Thursday, January 04, 2007 10:31 AM -
GeographyMatters
Two-Year Anniversary of Indian Ocean Tsunami: Geography Matters to Disaster Recovery
As the two-year anniversary of the Indian Ocean tsunami approaches, we are reminded how important geography and GIS technology are to rescue and recovery efforts. While it realistically may take decades for the affected communities in Sri Lanka, Indonesia, and Thailand to recover, GIS was instrumental in the first phase after the disaster, continues to be during reconstruction, and is ensuring that communities are prepared for what may come next.
Read GIS Supports Indian Ocean Tsunami Disaster Relief to learn how GIS assisted the Indonesian government and international relief agencies in the first months after this disaster.
Today, GIS continues to prove its usefulness as the Indonesian government's reconstruction and rehabilitation agency Badan Rehabilitasi dan Rekonstruksi (BRR) NAD-Nias coordinates spatial planning, village mapping, community planning, engineering design, and house building, while also working to build sustainable GIS capacity in the region.
GIS is managed in the Province by the Spatial Information and Mapping Centre (SIM Centre), an arm of the BRR and partially funded by the Norwegian government. The SIM Centre has created an online metadata catalog, a free service available to all relief agencies in the area. The metadata catalog provides guidance and accessibility to necessary data sets and establishes confidence in the quality of the data, something lacking in the area before the tsunami.
SIM Centre employs a staff of seven. To date, SIM Centre has trained 115 people on the use of GIS, filled approximately 700 client requests for GIS data, and printed more than 2,500 maps.
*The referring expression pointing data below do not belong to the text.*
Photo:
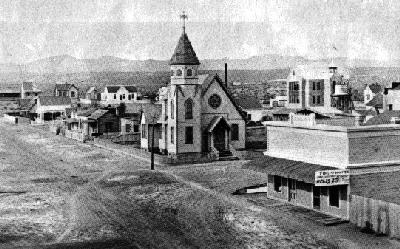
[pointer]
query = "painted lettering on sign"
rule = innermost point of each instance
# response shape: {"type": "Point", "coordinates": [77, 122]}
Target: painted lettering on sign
{"type": "Point", "coordinates": [332, 177]}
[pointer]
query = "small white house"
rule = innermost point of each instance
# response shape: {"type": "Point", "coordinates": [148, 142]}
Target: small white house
{"type": "Point", "coordinates": [29, 90]}
{"type": "Point", "coordinates": [49, 108]}
{"type": "Point", "coordinates": [370, 91]}
{"type": "Point", "coordinates": [115, 95]}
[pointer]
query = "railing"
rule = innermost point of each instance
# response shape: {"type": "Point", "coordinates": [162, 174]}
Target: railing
{"type": "Point", "coordinates": [127, 138]}
{"type": "Point", "coordinates": [76, 135]}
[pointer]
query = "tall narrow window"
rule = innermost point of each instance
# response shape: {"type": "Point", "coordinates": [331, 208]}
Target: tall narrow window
{"type": "Point", "coordinates": [189, 109]}
{"type": "Point", "coordinates": [234, 132]}
{"type": "Point", "coordinates": [172, 135]}
{"type": "Point", "coordinates": [189, 135]}
{"type": "Point", "coordinates": [143, 131]}
{"type": "Point", "coordinates": [334, 196]}
{"type": "Point", "coordinates": [172, 110]}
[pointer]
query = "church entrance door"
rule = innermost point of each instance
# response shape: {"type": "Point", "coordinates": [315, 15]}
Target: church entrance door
{"type": "Point", "coordinates": [219, 133]}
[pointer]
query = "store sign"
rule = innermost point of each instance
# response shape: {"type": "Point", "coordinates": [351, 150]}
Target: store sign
{"type": "Point", "coordinates": [332, 177]}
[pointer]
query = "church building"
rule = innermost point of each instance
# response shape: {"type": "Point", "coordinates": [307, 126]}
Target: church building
{"type": "Point", "coordinates": [198, 115]}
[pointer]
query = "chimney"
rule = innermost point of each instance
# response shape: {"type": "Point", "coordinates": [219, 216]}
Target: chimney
{"type": "Point", "coordinates": [226, 75]}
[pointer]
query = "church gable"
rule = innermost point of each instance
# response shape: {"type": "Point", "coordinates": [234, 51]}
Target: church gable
{"type": "Point", "coordinates": [216, 99]}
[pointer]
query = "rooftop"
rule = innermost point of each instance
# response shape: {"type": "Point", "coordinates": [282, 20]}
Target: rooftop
{"type": "Point", "coordinates": [184, 53]}
{"type": "Point", "coordinates": [54, 100]}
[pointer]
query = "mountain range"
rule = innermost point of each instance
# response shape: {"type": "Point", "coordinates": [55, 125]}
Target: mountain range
{"type": "Point", "coordinates": [70, 64]}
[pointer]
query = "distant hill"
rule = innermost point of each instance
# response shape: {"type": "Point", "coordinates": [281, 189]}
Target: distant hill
{"type": "Point", "coordinates": [69, 64]}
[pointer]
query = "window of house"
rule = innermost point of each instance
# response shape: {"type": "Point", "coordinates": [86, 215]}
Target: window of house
{"type": "Point", "coordinates": [189, 109]}
{"type": "Point", "coordinates": [144, 132]}
{"type": "Point", "coordinates": [128, 128]}
{"type": "Point", "coordinates": [294, 92]}
{"type": "Point", "coordinates": [189, 135]}
{"type": "Point", "coordinates": [278, 184]}
{"type": "Point", "coordinates": [172, 135]}
{"type": "Point", "coordinates": [334, 196]}
{"type": "Point", "coordinates": [234, 132]}
{"type": "Point", "coordinates": [172, 109]}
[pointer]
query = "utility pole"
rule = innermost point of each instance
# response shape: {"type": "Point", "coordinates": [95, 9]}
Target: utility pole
{"type": "Point", "coordinates": [152, 146]}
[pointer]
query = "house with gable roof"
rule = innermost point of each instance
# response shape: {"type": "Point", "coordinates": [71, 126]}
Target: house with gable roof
{"type": "Point", "coordinates": [198, 115]}
{"type": "Point", "coordinates": [115, 95]}
{"type": "Point", "coordinates": [370, 91]}
{"type": "Point", "coordinates": [29, 90]}
{"type": "Point", "coordinates": [67, 90]}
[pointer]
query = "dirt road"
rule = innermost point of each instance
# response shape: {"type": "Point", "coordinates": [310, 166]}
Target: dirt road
{"type": "Point", "coordinates": [59, 193]}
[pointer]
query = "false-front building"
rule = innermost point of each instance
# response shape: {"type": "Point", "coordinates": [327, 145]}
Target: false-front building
{"type": "Point", "coordinates": [198, 115]}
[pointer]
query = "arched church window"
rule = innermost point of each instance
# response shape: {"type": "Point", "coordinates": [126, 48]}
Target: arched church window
{"type": "Point", "coordinates": [189, 109]}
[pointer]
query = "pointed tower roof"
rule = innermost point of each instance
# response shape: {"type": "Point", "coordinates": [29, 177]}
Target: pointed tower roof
{"type": "Point", "coordinates": [184, 53]}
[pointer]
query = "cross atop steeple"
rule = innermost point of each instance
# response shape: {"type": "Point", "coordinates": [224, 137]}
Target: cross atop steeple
{"type": "Point", "coordinates": [183, 17]}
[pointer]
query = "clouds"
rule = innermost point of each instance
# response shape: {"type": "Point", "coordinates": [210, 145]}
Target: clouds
{"type": "Point", "coordinates": [236, 29]}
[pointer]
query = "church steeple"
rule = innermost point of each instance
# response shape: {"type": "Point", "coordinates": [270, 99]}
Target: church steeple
{"type": "Point", "coordinates": [184, 53]}
{"type": "Point", "coordinates": [184, 62]}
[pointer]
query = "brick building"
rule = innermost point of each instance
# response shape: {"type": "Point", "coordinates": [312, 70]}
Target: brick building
{"type": "Point", "coordinates": [363, 155]}
{"type": "Point", "coordinates": [198, 115]}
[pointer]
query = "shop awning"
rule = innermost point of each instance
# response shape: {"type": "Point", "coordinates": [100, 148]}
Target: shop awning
{"type": "Point", "coordinates": [71, 120]}
{"type": "Point", "coordinates": [300, 171]}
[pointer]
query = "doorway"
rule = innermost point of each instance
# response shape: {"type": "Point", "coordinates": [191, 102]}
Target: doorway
{"type": "Point", "coordinates": [292, 189]}
{"type": "Point", "coordinates": [316, 197]}
{"type": "Point", "coordinates": [219, 137]}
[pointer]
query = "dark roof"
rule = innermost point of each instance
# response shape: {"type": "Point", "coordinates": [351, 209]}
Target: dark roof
{"type": "Point", "coordinates": [27, 86]}
{"type": "Point", "coordinates": [26, 104]}
{"type": "Point", "coordinates": [114, 89]}
{"type": "Point", "coordinates": [151, 109]}
{"type": "Point", "coordinates": [376, 101]}
{"type": "Point", "coordinates": [287, 168]}
{"type": "Point", "coordinates": [248, 102]}
{"type": "Point", "coordinates": [369, 112]}
{"type": "Point", "coordinates": [207, 82]}
{"type": "Point", "coordinates": [184, 53]}
{"type": "Point", "coordinates": [131, 89]}
{"type": "Point", "coordinates": [64, 87]}
{"type": "Point", "coordinates": [284, 111]}
{"type": "Point", "coordinates": [97, 114]}
{"type": "Point", "coordinates": [86, 112]}
{"type": "Point", "coordinates": [384, 118]}
{"type": "Point", "coordinates": [375, 88]}
{"type": "Point", "coordinates": [395, 86]}
{"type": "Point", "coordinates": [386, 186]}
{"type": "Point", "coordinates": [54, 100]}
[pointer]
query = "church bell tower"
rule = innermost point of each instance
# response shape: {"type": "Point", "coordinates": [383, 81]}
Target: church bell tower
{"type": "Point", "coordinates": [184, 62]}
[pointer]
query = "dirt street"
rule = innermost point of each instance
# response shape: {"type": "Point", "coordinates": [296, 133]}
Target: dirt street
{"type": "Point", "coordinates": [60, 193]}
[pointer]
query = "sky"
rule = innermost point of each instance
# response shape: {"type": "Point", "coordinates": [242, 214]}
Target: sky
{"type": "Point", "coordinates": [150, 29]}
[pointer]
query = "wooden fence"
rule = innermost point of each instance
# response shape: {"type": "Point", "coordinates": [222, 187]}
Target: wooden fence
{"type": "Point", "coordinates": [380, 216]}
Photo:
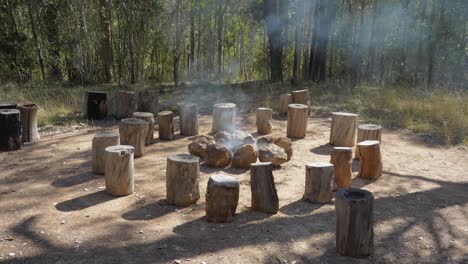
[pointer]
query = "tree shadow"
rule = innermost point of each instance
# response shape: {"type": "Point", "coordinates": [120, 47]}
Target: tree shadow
{"type": "Point", "coordinates": [85, 201]}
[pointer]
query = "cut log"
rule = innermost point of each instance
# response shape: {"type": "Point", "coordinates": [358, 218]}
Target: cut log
{"type": "Point", "coordinates": [101, 141]}
{"type": "Point", "coordinates": [96, 105]}
{"type": "Point", "coordinates": [8, 105]}
{"type": "Point", "coordinates": [319, 182]}
{"type": "Point", "coordinates": [341, 158]}
{"type": "Point", "coordinates": [222, 197]}
{"type": "Point", "coordinates": [119, 170]}
{"type": "Point", "coordinates": [188, 119]}
{"type": "Point", "coordinates": [263, 118]}
{"type": "Point", "coordinates": [354, 222]}
{"type": "Point", "coordinates": [28, 113]}
{"type": "Point", "coordinates": [133, 132]}
{"type": "Point", "coordinates": [297, 121]}
{"type": "Point", "coordinates": [10, 130]}
{"type": "Point", "coordinates": [285, 100]}
{"type": "Point", "coordinates": [301, 97]}
{"type": "Point", "coordinates": [148, 117]}
{"type": "Point", "coordinates": [182, 174]}
{"type": "Point", "coordinates": [343, 129]}
{"type": "Point", "coordinates": [368, 132]}
{"type": "Point", "coordinates": [123, 104]}
{"type": "Point", "coordinates": [262, 185]}
{"type": "Point", "coordinates": [166, 125]}
{"type": "Point", "coordinates": [370, 162]}
{"type": "Point", "coordinates": [148, 101]}
{"type": "Point", "coordinates": [224, 117]}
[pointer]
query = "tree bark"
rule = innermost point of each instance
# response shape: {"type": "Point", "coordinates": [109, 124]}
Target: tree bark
{"type": "Point", "coordinates": [182, 173]}
{"type": "Point", "coordinates": [222, 197]}
{"type": "Point", "coordinates": [319, 183]}
{"type": "Point", "coordinates": [119, 170]}
{"type": "Point", "coordinates": [354, 222]}
{"type": "Point", "coordinates": [262, 185]}
{"type": "Point", "coordinates": [101, 141]}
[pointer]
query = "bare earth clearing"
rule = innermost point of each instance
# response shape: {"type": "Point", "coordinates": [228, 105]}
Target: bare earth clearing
{"type": "Point", "coordinates": [54, 210]}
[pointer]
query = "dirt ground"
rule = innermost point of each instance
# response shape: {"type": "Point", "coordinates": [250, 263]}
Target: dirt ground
{"type": "Point", "coordinates": [54, 210]}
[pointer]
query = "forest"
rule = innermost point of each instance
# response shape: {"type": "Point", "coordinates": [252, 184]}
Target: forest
{"type": "Point", "coordinates": [419, 43]}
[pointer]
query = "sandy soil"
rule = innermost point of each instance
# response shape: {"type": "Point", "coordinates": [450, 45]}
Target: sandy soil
{"type": "Point", "coordinates": [53, 210]}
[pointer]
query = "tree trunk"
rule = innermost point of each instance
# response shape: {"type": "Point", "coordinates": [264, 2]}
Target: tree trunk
{"type": "Point", "coordinates": [222, 197]}
{"type": "Point", "coordinates": [262, 185]}
{"type": "Point", "coordinates": [119, 170]}
{"type": "Point", "coordinates": [133, 132]}
{"type": "Point", "coordinates": [101, 141]}
{"type": "Point", "coordinates": [319, 183]}
{"type": "Point", "coordinates": [343, 129]}
{"type": "Point", "coordinates": [182, 173]}
{"type": "Point", "coordinates": [354, 222]}
{"type": "Point", "coordinates": [297, 121]}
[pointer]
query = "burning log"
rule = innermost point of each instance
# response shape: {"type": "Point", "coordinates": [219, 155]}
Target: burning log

Says Yakob Ishadamy, SIM Centre Manager: "The area will continue to develop well after the international aid community has left the area. GIS has a role to play by providing information to government officials and others to support their efforts. The reconstruction, economic, and social factors involved all have a time and space component. GIS provides an invaluable framework for building an information base and providing the best decision support, communication, and collaboration possible."